Será que os resultados seriam diferentes se a amostra não fosse composta com apenas por indivíduos coreanos? Quer dizer, como seriam os resultados em outras etnias? Aliás, a idade média no grupo tratado foi de 59,2 anos e no grupo placebo de 57 anos. Portanto, os resultados seriam diferentes em adultos jovens (30 a 45 anos, por exemplo)?
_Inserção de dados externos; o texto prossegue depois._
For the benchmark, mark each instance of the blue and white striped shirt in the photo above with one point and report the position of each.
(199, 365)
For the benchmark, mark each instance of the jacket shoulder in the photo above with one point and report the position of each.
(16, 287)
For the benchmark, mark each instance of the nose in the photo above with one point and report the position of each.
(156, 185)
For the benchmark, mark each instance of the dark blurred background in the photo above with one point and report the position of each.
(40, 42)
Enfim, não podemos afirmar que feno-grego tem “eficácia comprovada” para aumentar os níveis de testosterona e, como isso, resultar em aumento da hipertrofia e da força. Nota-se, claramente, que não podemos extrapolar os resultados deste estudo (e tantos outros) para toda população que faça uso do feno-grego.

Peraí, não acabei:

O AMS Questionnaire é bastante subjetivo e já falamos disso anteriormente. Contudo, sem problemas, pois faz parte das limitações que todos os estudos possuem. Contudo, a composição corporal dos indivíduos não se alterou (massa muscular e massa de gordura) ao final do estudo (e não há diferença estatística significativa). De acordo com os autores, a inexistência de mudanças na composição corporal deve-se ao pequeno período do estudo. AHHH TAH, se fosse 12 semanas teríamos resultado mais expressivo?
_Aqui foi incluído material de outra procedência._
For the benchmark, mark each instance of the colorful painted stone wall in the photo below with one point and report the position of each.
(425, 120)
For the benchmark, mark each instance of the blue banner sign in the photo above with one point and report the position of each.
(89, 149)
Além disso, foi administrado as duas plantas ao mesmo tempo (Trigonella foenum-graecum e Lespedeza cuneata, portanto, TFGL) em cápsulas de 200 mg/dia (2 vezes ao dia). Dessa forma, qual espécie vegetal realmente foi responsável pelos resultados (que não me parecem nada surpreendentes)? Veja, L. cuneata pode sequestrar radicais livres, deixando o ambiente antioxidante mais favorável. A espécie L. cuneata também pode ter efeito vasodilatador, mediado por GMPc-NO (guanosina monofosfato cíclico e óxido nítrico), que poderia tratar uma disfunção erétil (dando escore positivos nos questionários avaliativos). Sendo assim, T. foenum-graecum (feno-grego) ou L. cuneata foram responsáveis pelos resultados avaliativos?

 

Por fim, nenhum mecanismo de ação foi estudado (avaliado, mensurado) nos estudos acima para afirmar que testosterona aumenta a força e a massa muscular via eixo hipotálamo-hipófise-gonadal, envolvendo LH (hormônio luteinizante) e FSH (hormônio folículo estimulante). Portanto, qualquer argumentação neste sentido é, no mínimo, leviana, mentirosa ou mal-intencionada. Repito minha introdução: acho bastante curioso o discurso pseudocientífico (e midiático) em redes sociais para “vender” serviços e produtos sem qualquer comprovação científica.